Thidwick the Big-Hearted Moose
- Author: Dr. Seuss
- Illustrator: Dr. Seuss
- Language: English
- Genre: Children's literature
- Publisher: Random House
- Publication date: 1948 (renewed in 1975)
- Publication place: United States
- Media type: Print (hardcover)
- Pages: 41 pages
- ISBN: 0-394-90086-3
- OCLC: 1386296
- Preceded by: McElligot's Pool
- Followed by: Bartholomew and the Oobleck

= Thidwick the Big-Hearted Moose =

Children's book by Dr. Seuss

Thidwick the Big-Hearted Moose is a 1948 children's book by Dr. Seuss.

==Plot==
Thidwick, a moose in a herd numbering approximately sixty who subsist mainly on moose-moss and live on the northern shore of Lake Winna-Bango, grants a small bug's request to ride on his antlers (referred to in the book as "horns") free of charge. The bug takes advantage of the moose's kindness and settles in as a permanent resident, inviting various other animals to live on the moose's antlers.

Thidwick acquiesces to the unexpected living arrangements, treating the animals as "guests" even though he never explicitly gave them permission to live there. His selfish passengers take advantage of his kindness, such as a woodpecker who drills holes in his antlers. The other moose give Thidwick an ultimatum: if he doesn't get rid of his guests then he will be forced to leave the herd.

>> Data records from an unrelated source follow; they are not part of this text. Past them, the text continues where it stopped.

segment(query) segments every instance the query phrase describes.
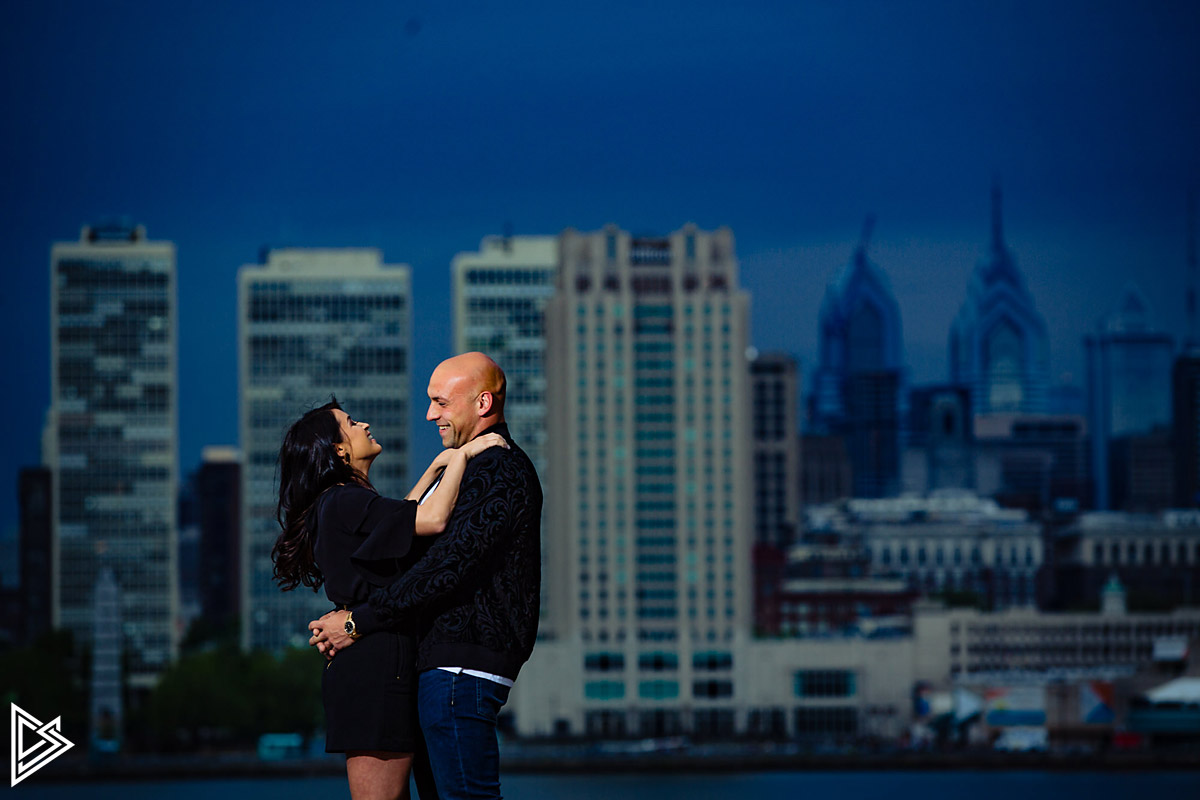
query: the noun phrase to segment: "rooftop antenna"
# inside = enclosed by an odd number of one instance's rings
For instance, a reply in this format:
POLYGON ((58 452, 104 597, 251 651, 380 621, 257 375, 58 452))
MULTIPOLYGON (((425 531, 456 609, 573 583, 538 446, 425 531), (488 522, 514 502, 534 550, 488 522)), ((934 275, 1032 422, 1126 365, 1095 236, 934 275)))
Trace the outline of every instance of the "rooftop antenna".
POLYGON ((871 233, 875 230, 875 215, 868 213, 863 221, 863 234, 858 237, 858 259, 866 260, 866 247, 871 243, 871 233))
POLYGON ((1004 223, 1001 213, 1003 196, 1000 191, 1000 175, 991 176, 991 248, 995 252, 1004 249, 1004 223))
POLYGON ((1196 190, 1188 190, 1188 341, 1186 350, 1200 348, 1196 336, 1196 190))

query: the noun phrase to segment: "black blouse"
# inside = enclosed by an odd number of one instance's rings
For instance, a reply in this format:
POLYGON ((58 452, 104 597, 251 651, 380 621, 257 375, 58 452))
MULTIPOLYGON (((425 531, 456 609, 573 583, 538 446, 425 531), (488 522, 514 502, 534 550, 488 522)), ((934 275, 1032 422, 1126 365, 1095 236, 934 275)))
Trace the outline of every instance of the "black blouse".
POLYGON ((413 547, 415 500, 392 500, 347 483, 322 494, 316 512, 313 557, 325 577, 325 596, 335 604, 361 603, 419 555, 413 547))

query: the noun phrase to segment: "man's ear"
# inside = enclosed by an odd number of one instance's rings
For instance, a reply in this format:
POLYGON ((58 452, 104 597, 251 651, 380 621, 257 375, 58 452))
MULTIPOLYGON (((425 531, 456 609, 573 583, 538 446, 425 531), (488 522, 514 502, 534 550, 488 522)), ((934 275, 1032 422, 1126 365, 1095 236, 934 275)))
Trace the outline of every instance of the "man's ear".
POLYGON ((492 397, 492 392, 480 392, 479 393, 479 415, 487 416, 488 411, 492 410, 492 404, 496 398, 492 397))

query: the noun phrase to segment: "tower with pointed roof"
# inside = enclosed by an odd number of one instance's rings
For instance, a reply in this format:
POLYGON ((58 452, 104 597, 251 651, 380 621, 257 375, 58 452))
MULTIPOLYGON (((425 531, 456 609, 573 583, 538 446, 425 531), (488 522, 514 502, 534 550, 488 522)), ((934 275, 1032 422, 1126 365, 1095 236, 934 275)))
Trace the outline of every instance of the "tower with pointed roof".
POLYGON ((895 494, 900 479, 900 306, 866 257, 872 227, 868 218, 853 258, 826 289, 810 398, 812 429, 846 438, 856 497, 895 494))
POLYGON ((991 248, 967 284, 949 347, 950 381, 971 391, 976 414, 1046 410, 1046 325, 1004 245, 998 181, 991 190, 991 248))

Thidwick chooses to prioritize his guests' comfort over his own and the herd leaves him behind. Winter comes and the herd swims across the lake to find fresh supplies of moose-moss, but when Thidwick tries to do the same, his guests object to having their home moved. Remaining on the cold, northern shore of the lake, Thidwick faces starvation, while his guests continue inviting other animals to join them, including a 200 kg black bear.

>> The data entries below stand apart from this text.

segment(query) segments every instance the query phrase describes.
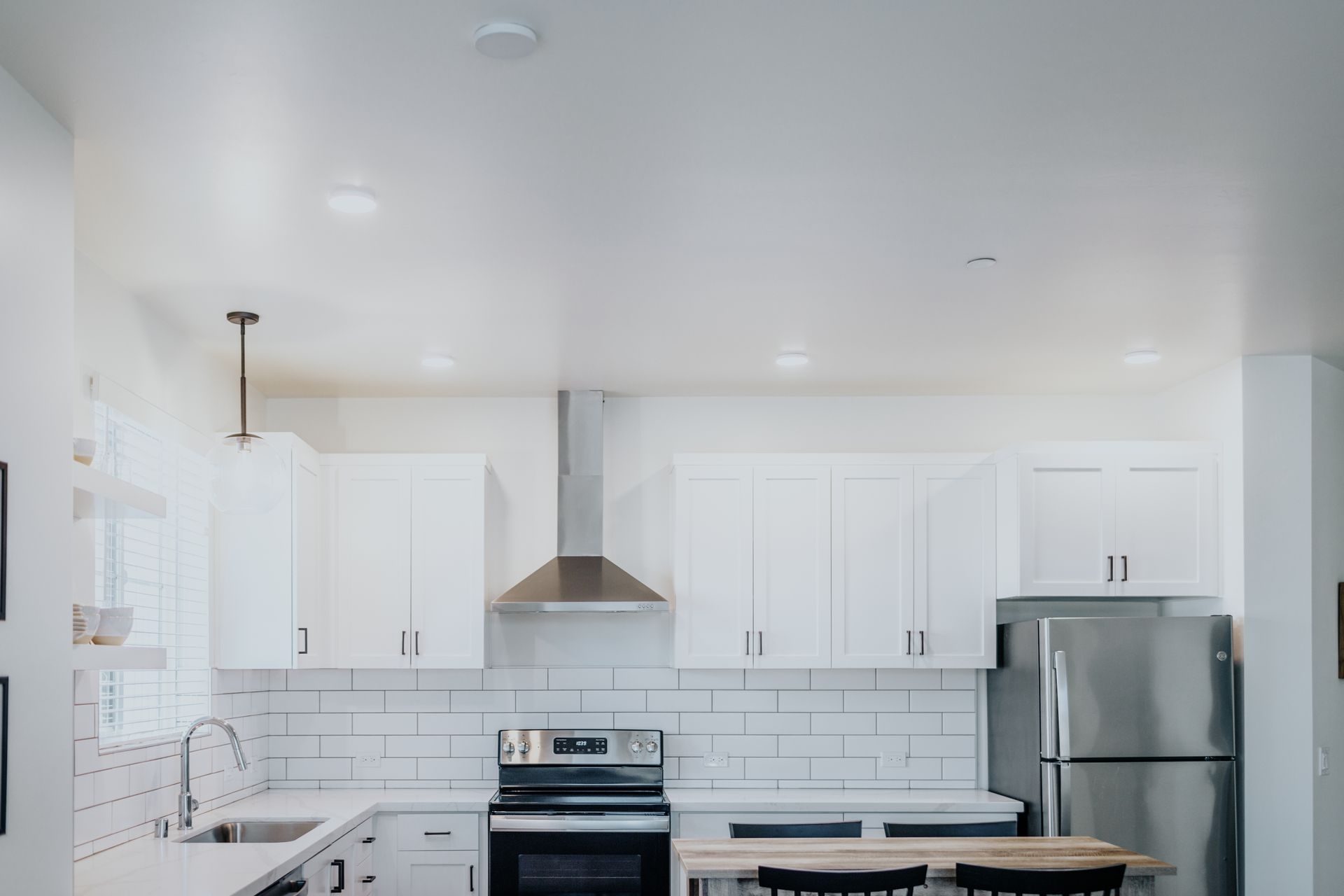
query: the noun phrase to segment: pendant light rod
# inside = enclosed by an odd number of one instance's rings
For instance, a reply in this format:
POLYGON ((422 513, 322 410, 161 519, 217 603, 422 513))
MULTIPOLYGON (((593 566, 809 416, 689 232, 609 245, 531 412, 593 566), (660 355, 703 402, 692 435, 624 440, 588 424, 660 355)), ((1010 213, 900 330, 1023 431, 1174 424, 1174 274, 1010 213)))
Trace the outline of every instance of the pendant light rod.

A group of hunters spot Thidwick and pursue him, with the goal of shooting him and mounting his head on the wall of the Harvard Club of New York City. Thidwick attempts to outrun the hunters, but the heavy load prevents him from escaping. Just before his capture, however, Thidwick remembers that it is time for him to shed his antlers. At the last moment, he drops his antlers, makes a snide comment to his former guests, and escapes by swimming across the lake to rejoin his herd. His antlers end up mounted on the Harvard Club wall with the now-taxidermied guests still perched on them.

==Meaning==
The story explores the limits of hospitality and sharing. Neil Reynolds has discussed it as a parable of immigration issues and the social welfare state.
Aeon J. Skoble discusses Thidwick at length as an exemplification of the idea of property rights, and particularly of John Locke's formulation of property rights.
Skoble argues that Thidwick is badly mistaken in viewing the other animals as "guests", and that the story demonstrates this. In a later essay in the same volume, Henry Cribbs makes a similar point, considering whether "Thidwick" is a case of squatter's rights. According to critic David Dempsey: "A man of less consistency than Seuss would have let Thidwick be rescued by the creatures he is befriending ... but Seuss' logic is rooted in principle, rather than sentiment, and the sponging animals get what they deserve. Incidentally, this is also what the child expects".

==Adaptations==
- Welcome, a 1986 Soviet animated film
- Thidwick the Big-Hearted Moose, a 1992 direct-to-video short following Horton Hears a Who! (part of the “Dr. Seuss Video Classics” series by Random House Home Video.
- Thidwick the Big-Hearted Moose, an upcoming animated special set for release on Netflix.